Or, the _inao_ is
a sort of lightning-rod conductor by which impending mischief may be led
harmlessly away.
Yet, besides the Ainos,[14] there are millions of Japanese who are
Shamanists, even though they know not the name or organized cult. And if
we make use of the term Shamanism instead of the more exact one of
Animism, it is for the very purpose of illustrating our contention that
the underlying paganisms of the Japanese archipelago, unwritten and
unformulated, are older than the religions founded on books; and that
these paganisms, still vital and persistent, constantly modify and
corrupt the recognized religious. The term Shaman, a Pali word, was
originally a pure Buddhist term meaning one who has separated from his
family and his passions.

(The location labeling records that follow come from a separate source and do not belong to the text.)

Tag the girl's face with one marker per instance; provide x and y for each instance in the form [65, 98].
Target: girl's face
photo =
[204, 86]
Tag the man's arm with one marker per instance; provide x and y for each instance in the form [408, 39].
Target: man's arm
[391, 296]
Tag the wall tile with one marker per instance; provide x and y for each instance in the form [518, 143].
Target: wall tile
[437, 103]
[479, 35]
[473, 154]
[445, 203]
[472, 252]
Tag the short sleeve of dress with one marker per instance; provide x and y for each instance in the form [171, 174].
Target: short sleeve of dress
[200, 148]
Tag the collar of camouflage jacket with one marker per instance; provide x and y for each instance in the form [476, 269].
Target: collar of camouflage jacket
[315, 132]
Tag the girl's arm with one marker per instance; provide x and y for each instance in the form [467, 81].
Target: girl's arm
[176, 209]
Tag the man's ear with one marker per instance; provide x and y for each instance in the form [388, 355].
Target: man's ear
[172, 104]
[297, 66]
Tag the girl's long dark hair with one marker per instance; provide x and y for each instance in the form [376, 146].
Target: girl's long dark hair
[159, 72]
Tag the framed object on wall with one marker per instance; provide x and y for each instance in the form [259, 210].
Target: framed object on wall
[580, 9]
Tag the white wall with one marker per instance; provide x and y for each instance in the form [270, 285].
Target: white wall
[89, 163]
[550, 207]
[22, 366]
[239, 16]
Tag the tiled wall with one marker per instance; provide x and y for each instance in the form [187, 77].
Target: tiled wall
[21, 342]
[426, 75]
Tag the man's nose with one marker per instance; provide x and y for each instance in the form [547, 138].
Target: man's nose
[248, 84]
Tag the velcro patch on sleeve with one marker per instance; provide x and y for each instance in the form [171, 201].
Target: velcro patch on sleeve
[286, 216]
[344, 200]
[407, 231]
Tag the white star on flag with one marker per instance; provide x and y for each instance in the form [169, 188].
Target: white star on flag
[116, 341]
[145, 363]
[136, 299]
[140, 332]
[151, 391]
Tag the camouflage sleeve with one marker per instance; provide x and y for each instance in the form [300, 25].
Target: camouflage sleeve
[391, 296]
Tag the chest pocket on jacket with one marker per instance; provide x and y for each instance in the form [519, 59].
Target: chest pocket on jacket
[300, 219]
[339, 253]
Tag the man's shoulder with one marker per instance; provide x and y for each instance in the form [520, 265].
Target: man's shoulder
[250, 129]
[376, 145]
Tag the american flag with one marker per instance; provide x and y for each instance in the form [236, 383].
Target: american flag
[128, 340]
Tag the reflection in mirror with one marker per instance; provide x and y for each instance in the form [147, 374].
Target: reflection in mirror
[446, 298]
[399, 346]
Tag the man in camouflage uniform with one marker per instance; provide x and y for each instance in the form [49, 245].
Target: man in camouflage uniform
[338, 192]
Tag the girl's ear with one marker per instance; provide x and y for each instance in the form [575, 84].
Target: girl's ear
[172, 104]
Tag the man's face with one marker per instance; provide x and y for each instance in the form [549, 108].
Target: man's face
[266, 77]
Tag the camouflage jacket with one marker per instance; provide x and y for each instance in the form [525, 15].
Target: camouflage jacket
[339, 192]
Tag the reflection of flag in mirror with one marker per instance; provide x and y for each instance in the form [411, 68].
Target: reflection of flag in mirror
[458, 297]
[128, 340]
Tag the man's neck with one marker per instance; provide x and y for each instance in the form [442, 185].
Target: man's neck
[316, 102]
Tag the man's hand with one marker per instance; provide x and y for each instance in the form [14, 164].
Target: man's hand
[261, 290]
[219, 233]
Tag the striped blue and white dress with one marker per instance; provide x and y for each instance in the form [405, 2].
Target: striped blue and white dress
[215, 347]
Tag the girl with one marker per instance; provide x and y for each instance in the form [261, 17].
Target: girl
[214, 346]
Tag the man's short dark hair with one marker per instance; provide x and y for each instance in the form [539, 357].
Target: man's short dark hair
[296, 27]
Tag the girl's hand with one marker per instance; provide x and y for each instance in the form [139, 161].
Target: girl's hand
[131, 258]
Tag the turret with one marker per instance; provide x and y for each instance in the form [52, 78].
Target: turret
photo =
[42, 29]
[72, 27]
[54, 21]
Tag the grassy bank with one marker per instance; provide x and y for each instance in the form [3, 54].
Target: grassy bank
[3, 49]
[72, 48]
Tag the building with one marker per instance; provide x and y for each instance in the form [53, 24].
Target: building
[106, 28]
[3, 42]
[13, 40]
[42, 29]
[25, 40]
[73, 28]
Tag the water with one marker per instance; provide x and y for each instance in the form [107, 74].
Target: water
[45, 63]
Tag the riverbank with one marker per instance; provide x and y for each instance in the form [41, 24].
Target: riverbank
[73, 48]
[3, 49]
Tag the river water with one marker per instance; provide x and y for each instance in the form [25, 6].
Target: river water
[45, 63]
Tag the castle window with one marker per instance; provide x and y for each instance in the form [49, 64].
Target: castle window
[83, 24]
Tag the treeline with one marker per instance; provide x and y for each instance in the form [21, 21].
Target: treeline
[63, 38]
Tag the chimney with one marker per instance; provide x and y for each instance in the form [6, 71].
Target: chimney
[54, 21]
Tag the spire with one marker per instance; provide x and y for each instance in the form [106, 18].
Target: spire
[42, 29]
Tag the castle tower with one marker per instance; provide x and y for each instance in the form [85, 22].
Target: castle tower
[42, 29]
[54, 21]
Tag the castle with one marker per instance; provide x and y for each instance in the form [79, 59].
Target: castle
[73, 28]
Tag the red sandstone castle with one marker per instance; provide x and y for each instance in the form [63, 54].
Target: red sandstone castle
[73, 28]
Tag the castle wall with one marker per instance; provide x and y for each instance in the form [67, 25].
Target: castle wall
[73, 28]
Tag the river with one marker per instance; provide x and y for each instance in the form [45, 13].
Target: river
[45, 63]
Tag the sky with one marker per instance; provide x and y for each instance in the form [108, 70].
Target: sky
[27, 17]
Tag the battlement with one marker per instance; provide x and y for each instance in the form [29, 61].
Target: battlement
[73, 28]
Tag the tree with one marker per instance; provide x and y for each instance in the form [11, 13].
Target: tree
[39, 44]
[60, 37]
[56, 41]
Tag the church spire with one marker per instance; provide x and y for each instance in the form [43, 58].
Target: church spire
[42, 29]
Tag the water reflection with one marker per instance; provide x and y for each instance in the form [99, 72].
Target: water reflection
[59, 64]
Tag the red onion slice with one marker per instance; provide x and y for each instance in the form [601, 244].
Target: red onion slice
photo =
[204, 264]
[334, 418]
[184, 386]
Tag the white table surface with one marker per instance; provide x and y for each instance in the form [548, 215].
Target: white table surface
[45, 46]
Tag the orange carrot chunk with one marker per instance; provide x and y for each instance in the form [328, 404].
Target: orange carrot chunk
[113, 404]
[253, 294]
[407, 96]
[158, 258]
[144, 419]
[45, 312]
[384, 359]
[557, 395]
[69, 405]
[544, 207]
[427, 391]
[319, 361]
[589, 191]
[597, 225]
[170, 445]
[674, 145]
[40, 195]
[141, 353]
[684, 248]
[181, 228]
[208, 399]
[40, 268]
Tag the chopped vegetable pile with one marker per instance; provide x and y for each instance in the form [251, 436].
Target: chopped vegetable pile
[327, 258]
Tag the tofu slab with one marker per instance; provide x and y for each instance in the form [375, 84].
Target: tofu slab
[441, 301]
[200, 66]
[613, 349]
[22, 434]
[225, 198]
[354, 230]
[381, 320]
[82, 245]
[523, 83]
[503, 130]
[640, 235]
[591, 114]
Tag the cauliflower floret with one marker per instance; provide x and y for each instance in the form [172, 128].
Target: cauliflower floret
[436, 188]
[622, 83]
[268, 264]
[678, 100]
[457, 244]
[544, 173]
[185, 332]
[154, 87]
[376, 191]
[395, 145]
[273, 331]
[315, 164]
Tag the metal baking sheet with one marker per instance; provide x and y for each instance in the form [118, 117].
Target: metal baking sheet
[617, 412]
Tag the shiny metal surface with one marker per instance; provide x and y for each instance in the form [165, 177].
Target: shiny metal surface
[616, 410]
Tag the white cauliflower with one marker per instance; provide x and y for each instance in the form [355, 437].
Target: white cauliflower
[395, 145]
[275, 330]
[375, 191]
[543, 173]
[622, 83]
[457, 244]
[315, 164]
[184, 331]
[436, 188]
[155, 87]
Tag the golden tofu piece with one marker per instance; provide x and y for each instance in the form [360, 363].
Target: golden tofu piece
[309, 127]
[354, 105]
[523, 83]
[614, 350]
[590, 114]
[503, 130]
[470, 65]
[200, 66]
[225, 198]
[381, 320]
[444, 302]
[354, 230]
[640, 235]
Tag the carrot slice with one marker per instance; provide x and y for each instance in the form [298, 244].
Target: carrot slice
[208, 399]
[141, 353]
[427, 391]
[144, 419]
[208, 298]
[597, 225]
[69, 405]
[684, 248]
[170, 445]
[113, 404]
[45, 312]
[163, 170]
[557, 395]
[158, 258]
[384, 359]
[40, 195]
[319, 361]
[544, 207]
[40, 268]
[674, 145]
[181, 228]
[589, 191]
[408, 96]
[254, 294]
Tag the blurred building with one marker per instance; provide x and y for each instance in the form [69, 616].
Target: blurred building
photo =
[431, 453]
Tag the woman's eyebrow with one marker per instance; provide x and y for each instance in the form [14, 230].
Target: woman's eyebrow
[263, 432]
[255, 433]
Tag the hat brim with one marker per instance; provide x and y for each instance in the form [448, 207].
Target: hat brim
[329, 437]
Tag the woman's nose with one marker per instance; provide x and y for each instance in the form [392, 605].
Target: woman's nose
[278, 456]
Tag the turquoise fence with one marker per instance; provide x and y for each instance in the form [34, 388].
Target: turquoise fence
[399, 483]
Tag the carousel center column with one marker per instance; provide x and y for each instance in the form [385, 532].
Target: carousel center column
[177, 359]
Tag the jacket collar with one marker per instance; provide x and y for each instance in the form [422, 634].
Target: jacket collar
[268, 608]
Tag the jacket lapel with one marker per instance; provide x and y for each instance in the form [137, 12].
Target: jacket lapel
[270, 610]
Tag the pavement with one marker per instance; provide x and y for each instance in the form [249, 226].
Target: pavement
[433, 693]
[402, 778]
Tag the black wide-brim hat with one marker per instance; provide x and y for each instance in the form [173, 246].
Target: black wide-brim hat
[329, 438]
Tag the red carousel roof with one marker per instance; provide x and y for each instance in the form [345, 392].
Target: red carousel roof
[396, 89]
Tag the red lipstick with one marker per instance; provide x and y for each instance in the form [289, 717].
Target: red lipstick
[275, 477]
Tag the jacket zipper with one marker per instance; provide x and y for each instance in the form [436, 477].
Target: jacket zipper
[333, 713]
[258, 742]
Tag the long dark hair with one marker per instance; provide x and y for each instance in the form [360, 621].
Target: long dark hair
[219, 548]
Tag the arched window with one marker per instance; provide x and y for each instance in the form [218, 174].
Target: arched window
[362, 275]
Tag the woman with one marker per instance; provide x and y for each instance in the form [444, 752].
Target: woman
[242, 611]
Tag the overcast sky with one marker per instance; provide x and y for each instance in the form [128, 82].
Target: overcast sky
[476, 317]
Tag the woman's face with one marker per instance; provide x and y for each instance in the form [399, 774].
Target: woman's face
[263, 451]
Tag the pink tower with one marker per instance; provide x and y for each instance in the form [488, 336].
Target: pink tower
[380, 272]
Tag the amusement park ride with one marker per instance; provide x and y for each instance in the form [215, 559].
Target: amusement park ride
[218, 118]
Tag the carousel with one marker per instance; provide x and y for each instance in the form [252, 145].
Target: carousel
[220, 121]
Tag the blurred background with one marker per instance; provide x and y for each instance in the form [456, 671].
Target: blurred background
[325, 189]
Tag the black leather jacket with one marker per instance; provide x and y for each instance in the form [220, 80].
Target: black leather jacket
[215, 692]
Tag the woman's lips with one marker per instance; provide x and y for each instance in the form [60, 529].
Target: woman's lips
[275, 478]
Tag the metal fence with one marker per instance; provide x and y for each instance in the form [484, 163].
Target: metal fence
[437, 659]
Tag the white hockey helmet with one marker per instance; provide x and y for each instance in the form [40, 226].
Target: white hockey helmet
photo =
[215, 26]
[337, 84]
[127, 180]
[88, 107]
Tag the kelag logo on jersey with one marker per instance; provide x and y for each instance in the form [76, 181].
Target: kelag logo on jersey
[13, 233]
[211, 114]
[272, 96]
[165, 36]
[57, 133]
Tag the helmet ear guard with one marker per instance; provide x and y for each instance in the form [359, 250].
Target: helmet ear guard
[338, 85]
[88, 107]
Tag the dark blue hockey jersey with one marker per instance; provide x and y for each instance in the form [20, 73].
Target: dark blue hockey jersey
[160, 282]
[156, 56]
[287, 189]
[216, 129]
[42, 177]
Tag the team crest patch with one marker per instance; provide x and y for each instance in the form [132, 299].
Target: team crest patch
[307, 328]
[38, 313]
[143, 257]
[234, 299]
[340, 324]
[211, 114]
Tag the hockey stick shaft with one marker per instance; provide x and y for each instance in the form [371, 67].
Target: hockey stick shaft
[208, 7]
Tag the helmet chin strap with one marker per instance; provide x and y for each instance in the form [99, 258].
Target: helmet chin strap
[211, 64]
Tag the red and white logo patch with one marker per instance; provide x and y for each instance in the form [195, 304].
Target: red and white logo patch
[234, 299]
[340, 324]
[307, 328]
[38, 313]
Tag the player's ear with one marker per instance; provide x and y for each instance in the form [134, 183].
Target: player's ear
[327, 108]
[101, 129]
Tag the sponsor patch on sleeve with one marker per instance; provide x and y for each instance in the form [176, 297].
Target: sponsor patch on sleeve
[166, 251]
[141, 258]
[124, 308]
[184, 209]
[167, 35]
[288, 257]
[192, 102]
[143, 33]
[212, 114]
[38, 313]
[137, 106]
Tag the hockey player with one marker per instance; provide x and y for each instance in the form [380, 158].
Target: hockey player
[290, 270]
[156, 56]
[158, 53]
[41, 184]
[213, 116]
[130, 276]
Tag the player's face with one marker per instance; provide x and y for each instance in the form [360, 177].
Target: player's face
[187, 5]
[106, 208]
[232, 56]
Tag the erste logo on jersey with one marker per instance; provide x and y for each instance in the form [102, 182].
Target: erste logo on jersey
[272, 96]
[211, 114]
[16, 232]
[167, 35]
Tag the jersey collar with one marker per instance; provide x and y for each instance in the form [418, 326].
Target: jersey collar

One of the designations of the Buddha was
Shamana-Gautama. The same word, Shamon, in Japanese still means a bonze,
or Buddhist priest. Its appropriation by the sorcerers, medicine-men,
and lords of the misrule of superstition in Mongolia and Manchuria shows
decisively how indigenous paganism has corrupted the Buddhism of
northern Asia even as it has caused its decay in Japan.
As out of Animism or Shamanism grows Fetichism in which a visible object
is found for the abode or medium of the spirit, so also, out of the same
soil arises what we may call Imaginary Zooelogy.